Configuring SSO With Azure Using SAML

Overview

SugarIdentity allows single sign-on authentication using Microsoft Azure and SAML so that it can be integrated with a connected system using a single user ID and password. This article walks through configuring Microsoft Azure to allow external authentication using SAML 2.0 for instances that use SugarIdentity.

If you are using SugarLive in Sugar Serve, you can also set up SSO in SugarLive using SAML 2.0. To do so, you will also need to configure Microsoft Azure as an identity provider for Amazon Web Services (AWS). Refer to this article on the AWS website for details on this setup.

For more information about external authentication methods, refer to the following pages:

• SugarIdentity Guide
• Understanding Security Layers for User Authentication article  

Prerequisites

• Your organization must have an active Microsoft Azure account. For information on setting up an Azure account for your organization, refer to their website at https://www.azure.com. 
• Your SugarIdentity users should be users in your organization's Azure account.
• You must be familiar with Azure and how to set up the SSO configurations that meet your organization's needs. 
• You must be a Sugar administrator to configure the SAML settings in SugarIdentity.

Steps to Complete

The following sections cover how to configure Azure to allow external authentication using SAML 2.0 for Sugar instances that use SugarIdentity. 
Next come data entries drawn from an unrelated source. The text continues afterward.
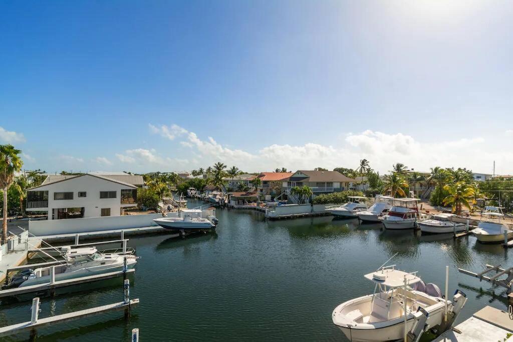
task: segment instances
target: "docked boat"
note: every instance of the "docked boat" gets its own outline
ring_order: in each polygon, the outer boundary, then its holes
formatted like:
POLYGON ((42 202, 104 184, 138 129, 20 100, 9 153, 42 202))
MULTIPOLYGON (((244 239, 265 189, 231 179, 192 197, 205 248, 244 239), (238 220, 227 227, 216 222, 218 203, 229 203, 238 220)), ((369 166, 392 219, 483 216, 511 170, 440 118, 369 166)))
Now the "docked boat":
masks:
POLYGON ((481 213, 481 220, 478 228, 473 230, 472 233, 480 242, 499 243, 504 240, 505 231, 507 239, 513 238, 513 231, 506 224, 502 208, 487 206, 481 213))
MULTIPOLYGON (((125 258, 127 269, 132 269, 135 267, 137 258, 131 254, 101 253, 94 247, 70 249, 63 256, 66 258, 65 262, 54 266, 55 281, 122 271, 125 258)), ((49 283, 51 267, 25 270, 13 277, 3 289, 49 283)))
POLYGON ((342 206, 330 206, 326 207, 326 211, 332 215, 339 217, 357 217, 359 212, 365 210, 367 208, 365 204, 367 197, 361 196, 349 196, 347 197, 349 202, 342 206))
POLYGON ((332 314, 333 323, 353 342, 402 340, 406 332, 416 328, 422 315, 427 316, 422 326, 427 329, 442 324, 446 306, 449 313, 459 312, 465 300, 459 300, 459 292, 453 298, 459 303, 455 310, 438 286, 425 285, 416 274, 392 266, 366 274, 374 284, 374 293, 339 305, 332 314))
POLYGON ((379 218, 388 212, 391 206, 389 196, 376 196, 376 202, 366 210, 359 211, 358 218, 364 222, 381 222, 379 218))
POLYGON ((215 216, 209 215, 207 218, 203 218, 202 212, 201 209, 184 209, 177 213, 176 217, 155 218, 153 222, 163 228, 171 230, 199 230, 215 228, 218 223, 215 216))
POLYGON ((453 217, 457 217, 454 214, 435 214, 429 218, 417 222, 417 226, 422 233, 430 234, 444 234, 462 232, 466 229, 465 224, 453 222, 453 217))
POLYGON ((418 198, 392 198, 392 208, 379 218, 387 229, 410 229, 415 228, 419 217, 418 198))

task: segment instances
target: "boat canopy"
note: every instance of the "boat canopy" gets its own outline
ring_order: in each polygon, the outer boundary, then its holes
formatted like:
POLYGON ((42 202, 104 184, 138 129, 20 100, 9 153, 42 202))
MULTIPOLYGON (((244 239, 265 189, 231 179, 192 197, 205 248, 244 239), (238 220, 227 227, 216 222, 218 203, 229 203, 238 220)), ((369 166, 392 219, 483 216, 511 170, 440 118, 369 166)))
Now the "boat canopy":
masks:
POLYGON ((420 281, 422 279, 417 276, 415 273, 415 272, 408 273, 403 271, 384 267, 379 271, 365 274, 364 276, 377 284, 381 284, 394 289, 404 286, 405 277, 406 278, 408 285, 420 281))

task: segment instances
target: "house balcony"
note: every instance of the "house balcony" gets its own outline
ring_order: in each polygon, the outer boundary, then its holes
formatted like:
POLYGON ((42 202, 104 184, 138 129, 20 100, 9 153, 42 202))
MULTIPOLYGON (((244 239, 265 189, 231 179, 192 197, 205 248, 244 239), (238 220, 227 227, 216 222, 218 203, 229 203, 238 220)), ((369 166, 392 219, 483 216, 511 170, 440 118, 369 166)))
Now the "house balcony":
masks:
POLYGON ((48 208, 48 201, 47 200, 36 200, 27 202, 27 209, 33 209, 40 208, 48 208))

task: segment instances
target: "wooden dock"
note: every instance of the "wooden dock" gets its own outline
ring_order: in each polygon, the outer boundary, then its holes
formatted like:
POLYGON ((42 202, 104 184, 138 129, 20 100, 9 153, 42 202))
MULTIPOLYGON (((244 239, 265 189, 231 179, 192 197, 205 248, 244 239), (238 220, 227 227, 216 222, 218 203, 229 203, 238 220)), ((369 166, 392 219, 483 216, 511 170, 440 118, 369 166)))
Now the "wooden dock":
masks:
MULTIPOLYGON (((135 272, 135 269, 127 270, 126 274, 129 274, 135 272)), ((31 292, 41 292, 42 291, 51 291, 55 289, 71 286, 72 285, 77 285, 85 283, 90 283, 91 281, 97 281, 98 280, 115 278, 124 275, 125 274, 123 271, 118 271, 116 272, 111 272, 108 273, 102 274, 95 274, 94 275, 89 275, 86 277, 81 277, 80 278, 75 278, 65 280, 55 281, 53 284, 50 283, 45 283, 36 285, 31 285, 30 286, 24 286, 15 289, 9 289, 0 291, 0 298, 5 297, 11 297, 25 293, 30 293, 31 292)))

Adding SAML 2.0 Application in Azure

1. First, log in to Sugar and navigate to Admin > SugarIdentity, then click "SAML Settings" from the home page. Export the XML metadata file from the SAML Settings page. You will need to import this metadata file in step 7 below. 
   Note: For Sugar versions 13.2 and lower, navigate to Admin > SugarCloud Settings.  
   
2. Next, navigate to https://portal.azure.com/ in your web browser and log in. 
3. Select "Enterprise applications" under Azure Services on the home page then click the "+ New Application" button on the following page. 
   
4. On the Browse Microsoft Entra Gallery page, perform a search for "Microsoft Entra SAML Toolkit" or "SugarCRM" and select the option that appears in the results.
5. In the new pop-up window, enter an application name (e.g., SugarIdentity SAML) of your choice, then click the Create button. 
   
6. Next, click the "Single sign-on" option on the left tree menu and select "SAML" for the single sign-on method.
   
7. Click the "Upload metadata file" button at the top of your new SugarCRM SAML application page to upload the metadata file you exported from SugarIdentity in step 1. After uploading the file, the Basic SAML Configuration form will open. 
   
8. On the Basic SAML Configuration form, enter your Sugar instance URL (e.g., https://mysugarinstance.sugarondemand.com) in the Sign on URL field. Then also update the Identifier (Entity ID) field with your Sugar instance URL. Click "Save".
   
9. Finally, on the SugarIdentity SAML screen, click the Download link to the right of the Federation Metadata XML field in the SAML Signing Certificate panel.
   Note: You will need to import this metadata file when configuring SAML in SugarIdentity.
   

Importing IdP Metadata File in SugarIdentity

1. In a new browser tab, access SugarIdentity and follow the instructions on the SugarIdentity Guide to import the IdP metadata file you downloaded on step 9 in the section above.
2. Next, enter your Sugar instance URL (e.g., https://mysugarinstance.sugarondemand.com) in the SugarCRM Entity ID field to match the Identifier (Entity ID) field in Azure (step 8 in section above). Click "Save". 
     

Assigning the SugarCRM App to Azure Users

In order for SugarIdentity users to leverage the Azure login capability with Sugar, you must assign the new SugarCRM SAML app created in the section above to your organization's users in Azure. For information on assigning applications to users in Azure, refer to this article on the Microsoft website.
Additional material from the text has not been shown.